Green Energy Investing In An Unlikely Place

Date: Wednesday, October 23, 2019 6:43 PM EDT

Lizard King is trying to save the Universe.

music selection:“Misery Business” — Paramore

It’s true. I’ve been with the Living Universe Foundation (LUF) for many years. In that time, I’ve advocated for space development, and the environment. Today, I contributed to the LUF blog an article about a great investment with a green twist. And the green is in an unlikely place. Click here to read the article. You’ll be delighted to read about company that is going to plow billions into solar while returning 30 Billion a year in additional cash to shareholders.

Devour your prey raptors!

This recommendation is probably going to be a little controversial. I’ve found an oil company that sees the writing on the wall and is committing to tapering off its upstream oil exploration and production activities in order to fund green energy projects and transition to a green future. Purists will dislike that the company will remain a net emitter of carbon for decades. I see a pathway forward to a near term future where billions are spent by industry per year on green projects instead of the few hundred million we see now.

I intend to show that this transition essentially guarantees the company will earn a low risk 12.5% in share holder return per year for decades while deleveraging their balance sheet and reducing litigation and regulation risk. I suspect when the competition sees what this move does for their bottom line, there will be a rush to replicate the model. This is how we get trillions of dollars in investment capital redirected from fossil fuels to renewables.

I think it is also important to note that the abrupt death of the petrochemical industry would likely meant an equally abrupt end to modern civilization. The goal should be to stop burning carbon for energy, not to eliminate the many uses of oil such as: fertilizer, plastics, lubricants, waxes, advanced materials, napthenes, and more. I for one, don’t want to live in a world without propylene oxide.

Today’s recommendation is Royal Dutch Shell (RDS-B), herewith known simply as “Shell”. Shell is an integrated oil and gas major that has made a commitment from the most senior levels of management to cut exploration and production capex to, in part, fund green electricity generating projects. At the same time, the company will deleverage the balance sheet, reduce commodity pricing risk, and return cash to shareholders via dividends, and share buybacks. I will show here how this will realistically result in decades of shareholder returns greater than 12.5% per year.
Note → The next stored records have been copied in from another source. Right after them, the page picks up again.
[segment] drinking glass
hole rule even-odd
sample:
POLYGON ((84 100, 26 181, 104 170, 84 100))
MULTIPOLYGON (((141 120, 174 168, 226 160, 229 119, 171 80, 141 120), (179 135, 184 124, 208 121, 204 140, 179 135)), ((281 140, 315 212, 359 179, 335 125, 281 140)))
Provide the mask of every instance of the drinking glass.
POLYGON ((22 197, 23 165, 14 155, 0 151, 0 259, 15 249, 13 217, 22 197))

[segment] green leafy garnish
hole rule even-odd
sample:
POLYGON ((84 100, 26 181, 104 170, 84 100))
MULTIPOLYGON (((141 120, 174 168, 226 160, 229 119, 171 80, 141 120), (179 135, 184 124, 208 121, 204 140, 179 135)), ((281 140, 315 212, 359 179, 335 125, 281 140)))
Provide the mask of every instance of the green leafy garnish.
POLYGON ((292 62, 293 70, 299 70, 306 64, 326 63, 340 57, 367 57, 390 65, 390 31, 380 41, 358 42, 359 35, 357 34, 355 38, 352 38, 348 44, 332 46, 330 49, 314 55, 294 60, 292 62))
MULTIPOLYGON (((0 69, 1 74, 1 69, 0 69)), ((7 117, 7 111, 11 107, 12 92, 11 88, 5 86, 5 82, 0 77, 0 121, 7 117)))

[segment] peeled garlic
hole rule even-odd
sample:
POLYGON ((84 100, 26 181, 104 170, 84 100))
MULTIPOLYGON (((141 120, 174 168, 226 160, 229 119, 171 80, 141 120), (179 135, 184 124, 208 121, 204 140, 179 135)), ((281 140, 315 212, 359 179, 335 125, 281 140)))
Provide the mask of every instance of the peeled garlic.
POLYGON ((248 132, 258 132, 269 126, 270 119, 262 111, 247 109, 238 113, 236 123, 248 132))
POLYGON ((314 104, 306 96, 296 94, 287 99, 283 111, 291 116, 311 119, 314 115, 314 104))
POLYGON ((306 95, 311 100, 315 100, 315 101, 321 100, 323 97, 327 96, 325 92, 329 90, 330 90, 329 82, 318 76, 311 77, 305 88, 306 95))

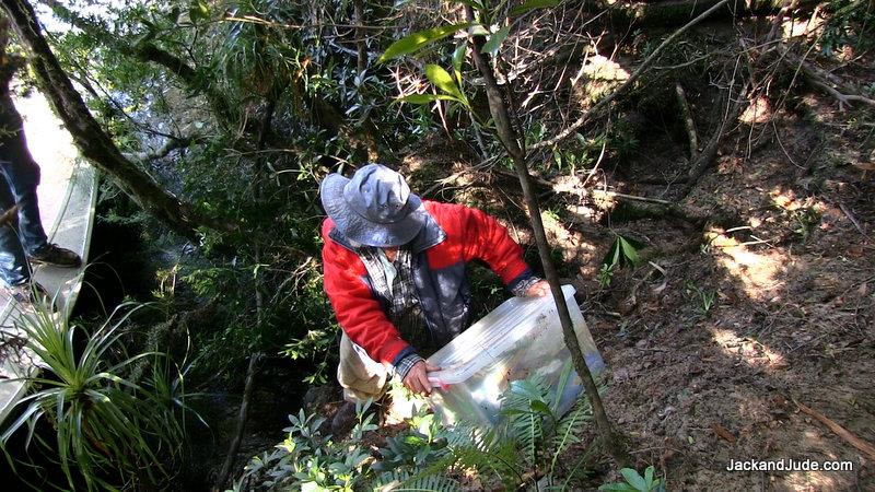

All six of the oil majors have at least some green energy projects in the works. For five of the six, these efforts are just window dressing and marketing. For Shell, it is a material real money commitment to a greener (and more profitable) future. Traditionally, in the oil production game it is understood a company needs at least 10 years of reserves to sustain its market share. Shell has been letting reserves wind down and is now at about 8.5 years of reserves and still declining. This is not a matter of drilling dry holes. Management has committed to reducing capital expenditures on new exploration. The upstream oil and gas business is being left to dwindle away for strategic reasons. In 2018 new production consumed 51% of Shell’s capex. By 2025 it will only be 41%.